Moderate Labour MPs fear deselection plot at party conference after union boss Len McCluskey seen with left wing agitator
Red Len lunched with Derek Hatton in full view of other delegates at the Labour Party conference
UNITE union boss Len McCluskey stoked deselection fears for moderate Labour MPs after he was spotted openly plotting with left wing agitator Derek Hatton.
The face of Militant was booted out of the party in 1986 after leading a hard left takeover attempt against then leader Neil Kinnock.
And the hard lefty said he had recently spoken with Jeremy Corbyn and he had been “very welcoming”.

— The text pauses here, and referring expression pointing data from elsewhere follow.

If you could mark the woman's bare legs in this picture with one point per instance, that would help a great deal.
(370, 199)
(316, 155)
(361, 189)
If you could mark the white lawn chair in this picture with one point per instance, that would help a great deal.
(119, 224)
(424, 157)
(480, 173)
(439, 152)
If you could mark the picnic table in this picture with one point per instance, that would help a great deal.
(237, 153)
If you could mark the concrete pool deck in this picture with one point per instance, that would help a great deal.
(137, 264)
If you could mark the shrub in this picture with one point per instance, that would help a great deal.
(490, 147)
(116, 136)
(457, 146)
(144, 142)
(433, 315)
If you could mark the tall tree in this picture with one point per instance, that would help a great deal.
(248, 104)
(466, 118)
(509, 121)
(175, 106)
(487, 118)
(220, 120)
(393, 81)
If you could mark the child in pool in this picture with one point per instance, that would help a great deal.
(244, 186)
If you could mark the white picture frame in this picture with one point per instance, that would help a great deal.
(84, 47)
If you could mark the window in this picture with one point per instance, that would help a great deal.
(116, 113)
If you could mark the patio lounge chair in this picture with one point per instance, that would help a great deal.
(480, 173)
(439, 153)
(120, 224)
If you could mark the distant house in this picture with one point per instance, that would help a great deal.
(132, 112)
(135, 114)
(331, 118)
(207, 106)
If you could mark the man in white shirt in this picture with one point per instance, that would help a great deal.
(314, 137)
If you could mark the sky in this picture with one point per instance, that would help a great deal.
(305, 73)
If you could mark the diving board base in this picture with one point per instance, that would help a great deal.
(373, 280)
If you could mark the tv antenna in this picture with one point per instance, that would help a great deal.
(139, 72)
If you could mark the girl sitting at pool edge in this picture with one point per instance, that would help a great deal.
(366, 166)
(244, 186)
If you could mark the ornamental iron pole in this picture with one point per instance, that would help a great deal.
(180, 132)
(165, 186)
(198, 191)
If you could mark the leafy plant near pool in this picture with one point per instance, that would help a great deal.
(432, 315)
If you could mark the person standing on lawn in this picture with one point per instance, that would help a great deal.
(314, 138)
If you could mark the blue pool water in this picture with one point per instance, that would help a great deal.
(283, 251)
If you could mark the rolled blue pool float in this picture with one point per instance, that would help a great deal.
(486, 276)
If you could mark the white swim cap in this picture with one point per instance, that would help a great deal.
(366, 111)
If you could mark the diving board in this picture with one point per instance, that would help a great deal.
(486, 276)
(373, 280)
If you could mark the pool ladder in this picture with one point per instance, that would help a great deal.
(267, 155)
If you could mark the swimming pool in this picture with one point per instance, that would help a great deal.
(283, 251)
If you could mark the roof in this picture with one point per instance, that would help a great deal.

The pair were spotted in Liverpool’s Hilton hotel lunching in full view of other delegates, prompting one MP to brand the lunch “a sinister bromance”.
The moderate MP told The Sun: “A fine bromance with two ex-Millies. Meanwhile millions of Labour voters walk out the door."
Mr Hatton was the former deputy leader of Liverpool City Council but was expelled from the Labour Party in 1986 for his role in the Militant Tendency movement.
Speaking to the BBC today he hinted that he was trying to rejoin.
And he has not given up his dream of a hard left party, adding: “A lot of the principles and ideas that were around in the eighties are starting to emerge again which is a very positive thing.”
He warned that the vicious deselection battles of the 1980s could return, claiming: “An MP has got to remember that they became a Labour Member of Parliament because they stood for Labour, they didn’t get elected because they are an individual.”
He added: “Therefore they have a duty to the party generally - and you would expect and hope that those constituency MPs would go along with the line of their constituency party.”
As boss of the UK’s largest trade union, Len McCluskey is one Jeremy Corbyn’s most powerful backers.
Today he claimed moderate MPs who could not support Mr Corbyn should “clear the battlefield”.